|Subject: Italy - Oct 2002 meanderings|
Hi Elizabeth and Ziners,
This may sound strange - but I don't believe that there ARE any Must do's in Italy.
That may need an explanation - before I am lynched! After many visits to Italy, each giving as much pleasure as the last, I believe that anything and everything you see and do in Italy then goes on to the Glad I did that - and would like to do it again soon! list.
What you do with your few days does depend, in the first place, on your particular interests, and in the second, on how much time you have spent in the country previously and where. (You say, for example, that one of your travelling team has been to Napoli.)
Just as an indicator, last month on a longish European trip, I had a week in Italy with friends, one of whom has lived in Italy for 30 years but has seen little of the country, and one of whom has visited only briefly in the past.
We were not blessed with good weather - it rained heavily every day for a week - but we still managed to see and do things that were a pleasure for my friends, for whom each location was new, and for me,although I had visited most of them before.
Of particular joy were the towns like Spoleto and Spello, for example, just to wander and enjoy whatever presented.
In Assisi, we had the wonders of the Giotto frescoes, open to the public after the recent restoration work. And not far from Assisi, the Malvarina agriturismo restaurant has communal tables and good homecooked food. (Linda, I found this one in your travelogues AFTER we had wandered up there to check it out!)
In Foligno, the amazing frescoes at the Palazzo Trinci and the Museo della Citta, re-opened only on 5 October 2002 after the major restorations, post-earthquake, were quite stunning, and the new neighbouring museum of the Commune, with its fascinating exhibits on the tornei, giostre e giochi (festivals of jousting and games, such as the famous Siena Palio, for example) was an unexpected treat, tripped over by chance. To round off the day, we were given a great seafood spread - not on the menu but recommended by a regular diner - at Marechiaro (Via Piermarini 58).
In Lucca (a little further afield but that's a long story for another time), with its 16th century walls and ramparts, there was a chance to revisit to the exquisite marble funeral carving of Ilaria Del Carretto, with the little dog at her feet (The tomb is now located in the Sanctuary of the church and with a hefty-ish admission fee - but so beautiful.)
While in Lucca, try a simple lunch at Trattoria da Leo (Via Tegrimi 1), where the staff break into Opera spontaneously - and from time to time, are joined in song by the diners! In our case, the chorus was a group of Spanish visitors who were completely without inhibition as impromptu performers.
In Pescia, the restaurant/pizzeria Pucci has theatrical staff/owner - but excellent, well priced food.
Perugia was lovely, as always, despite the rain. The National Gallery of Umbria in Perugia seems to have had some significant reorganisation since I was last there, and its treasures are splendidly displayed. If you want to sample the local fare of Perugia, check out Fontanella di Porta Sole and ask the proprietor to give you some local fare. He will simply continue to bring small samples until you beg him to stop! (Don't try this if you are not into beans, sweetbreads, liver and related products!)

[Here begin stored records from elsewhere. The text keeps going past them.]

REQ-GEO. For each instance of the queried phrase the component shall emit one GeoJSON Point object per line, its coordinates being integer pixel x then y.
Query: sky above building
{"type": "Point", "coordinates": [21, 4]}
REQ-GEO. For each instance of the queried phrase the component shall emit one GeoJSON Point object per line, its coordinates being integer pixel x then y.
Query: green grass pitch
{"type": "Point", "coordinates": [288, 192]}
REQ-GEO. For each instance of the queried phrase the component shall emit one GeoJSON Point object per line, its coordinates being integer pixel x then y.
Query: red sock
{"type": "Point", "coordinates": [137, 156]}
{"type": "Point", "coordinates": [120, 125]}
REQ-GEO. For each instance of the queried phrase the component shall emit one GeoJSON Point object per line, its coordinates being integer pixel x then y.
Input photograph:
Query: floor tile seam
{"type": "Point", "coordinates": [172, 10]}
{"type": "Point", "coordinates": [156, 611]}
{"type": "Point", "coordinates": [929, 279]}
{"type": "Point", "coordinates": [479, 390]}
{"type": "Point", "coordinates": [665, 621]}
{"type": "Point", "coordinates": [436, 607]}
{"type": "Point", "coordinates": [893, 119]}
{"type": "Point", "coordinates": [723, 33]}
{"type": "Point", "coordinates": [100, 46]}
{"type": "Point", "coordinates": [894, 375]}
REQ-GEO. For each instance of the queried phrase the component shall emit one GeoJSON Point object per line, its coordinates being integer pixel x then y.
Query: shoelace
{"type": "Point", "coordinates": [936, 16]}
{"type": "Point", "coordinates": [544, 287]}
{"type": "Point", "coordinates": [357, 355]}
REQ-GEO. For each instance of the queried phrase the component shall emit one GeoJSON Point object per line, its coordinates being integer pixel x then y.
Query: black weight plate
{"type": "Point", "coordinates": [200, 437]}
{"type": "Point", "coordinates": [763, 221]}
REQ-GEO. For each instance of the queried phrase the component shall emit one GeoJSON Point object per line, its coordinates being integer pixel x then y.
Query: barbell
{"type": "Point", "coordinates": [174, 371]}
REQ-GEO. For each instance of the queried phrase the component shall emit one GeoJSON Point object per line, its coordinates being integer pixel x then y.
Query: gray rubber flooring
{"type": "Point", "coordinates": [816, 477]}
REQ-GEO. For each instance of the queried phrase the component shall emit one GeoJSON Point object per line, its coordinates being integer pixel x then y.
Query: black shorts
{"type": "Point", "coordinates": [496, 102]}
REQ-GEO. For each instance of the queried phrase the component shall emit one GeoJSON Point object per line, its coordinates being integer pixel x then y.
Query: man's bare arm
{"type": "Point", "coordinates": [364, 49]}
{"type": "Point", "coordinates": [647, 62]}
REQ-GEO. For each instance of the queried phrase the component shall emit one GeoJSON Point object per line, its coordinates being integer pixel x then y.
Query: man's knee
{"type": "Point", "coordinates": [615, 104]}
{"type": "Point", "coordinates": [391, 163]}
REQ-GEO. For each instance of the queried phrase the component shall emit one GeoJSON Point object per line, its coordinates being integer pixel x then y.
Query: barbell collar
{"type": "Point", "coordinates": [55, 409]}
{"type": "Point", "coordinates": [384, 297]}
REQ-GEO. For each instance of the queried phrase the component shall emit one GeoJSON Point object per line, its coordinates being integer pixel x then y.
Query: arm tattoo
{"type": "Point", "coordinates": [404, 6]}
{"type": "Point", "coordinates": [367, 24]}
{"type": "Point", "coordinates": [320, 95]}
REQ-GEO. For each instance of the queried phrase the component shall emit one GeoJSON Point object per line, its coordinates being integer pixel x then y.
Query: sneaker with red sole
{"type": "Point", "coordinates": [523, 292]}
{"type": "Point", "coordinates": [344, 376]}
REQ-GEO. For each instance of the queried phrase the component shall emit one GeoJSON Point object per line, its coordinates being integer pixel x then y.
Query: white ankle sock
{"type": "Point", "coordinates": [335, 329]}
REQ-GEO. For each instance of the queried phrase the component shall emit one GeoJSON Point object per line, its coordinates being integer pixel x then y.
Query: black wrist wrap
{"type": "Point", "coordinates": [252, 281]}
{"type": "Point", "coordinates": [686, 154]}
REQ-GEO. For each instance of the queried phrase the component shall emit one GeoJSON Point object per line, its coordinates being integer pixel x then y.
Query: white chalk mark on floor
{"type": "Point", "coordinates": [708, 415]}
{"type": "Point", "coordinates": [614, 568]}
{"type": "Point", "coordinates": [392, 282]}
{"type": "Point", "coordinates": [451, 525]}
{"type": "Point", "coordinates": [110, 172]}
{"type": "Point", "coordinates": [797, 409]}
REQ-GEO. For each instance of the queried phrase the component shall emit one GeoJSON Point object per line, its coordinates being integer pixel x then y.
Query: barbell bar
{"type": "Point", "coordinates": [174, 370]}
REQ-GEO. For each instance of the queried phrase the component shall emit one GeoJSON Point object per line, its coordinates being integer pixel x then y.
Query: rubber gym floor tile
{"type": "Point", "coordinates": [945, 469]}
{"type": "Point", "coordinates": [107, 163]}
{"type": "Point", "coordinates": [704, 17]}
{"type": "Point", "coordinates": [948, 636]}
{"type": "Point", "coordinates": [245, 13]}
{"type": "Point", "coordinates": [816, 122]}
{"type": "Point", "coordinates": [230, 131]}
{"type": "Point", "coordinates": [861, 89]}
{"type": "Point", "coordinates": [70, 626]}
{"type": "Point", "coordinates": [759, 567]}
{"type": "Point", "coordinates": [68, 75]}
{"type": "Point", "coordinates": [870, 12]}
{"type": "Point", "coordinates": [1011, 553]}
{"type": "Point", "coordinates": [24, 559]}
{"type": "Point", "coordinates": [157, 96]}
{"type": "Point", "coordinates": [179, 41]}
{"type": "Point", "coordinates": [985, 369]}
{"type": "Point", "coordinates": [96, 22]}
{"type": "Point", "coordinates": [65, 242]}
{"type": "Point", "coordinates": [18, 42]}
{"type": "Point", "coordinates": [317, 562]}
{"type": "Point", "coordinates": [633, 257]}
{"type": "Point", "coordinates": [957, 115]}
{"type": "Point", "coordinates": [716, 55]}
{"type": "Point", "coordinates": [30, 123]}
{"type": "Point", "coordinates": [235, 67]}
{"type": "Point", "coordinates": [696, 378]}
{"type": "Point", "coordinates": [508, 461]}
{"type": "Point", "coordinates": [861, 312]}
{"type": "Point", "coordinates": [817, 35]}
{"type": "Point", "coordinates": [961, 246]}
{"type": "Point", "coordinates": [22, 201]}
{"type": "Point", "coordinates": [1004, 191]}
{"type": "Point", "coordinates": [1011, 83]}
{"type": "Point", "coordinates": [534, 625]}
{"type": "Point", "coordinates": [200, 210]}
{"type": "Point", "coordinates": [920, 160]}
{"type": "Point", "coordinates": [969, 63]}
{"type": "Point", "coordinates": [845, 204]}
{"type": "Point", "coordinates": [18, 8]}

Travelling by train will restrict you somewhat, of course, but the train network in Italy brings you in reach of wonderful places - both major centres, such as Rome, Florence, Milan, Venice etc - and the smaller but no less enticing centres, many easily done by day trips from the cities, or en route between them.
One of the resources you might use are the route suggestions from Marco (from Milano). You can find them, as a start, at message number 23099 on 27 August 2002 and 22778 on 7 August 2002, then do a further search the message databank on anything you pick up that sounds interesting.
Come back to us with further questions, as you firm up on your itinerary - and happy planning.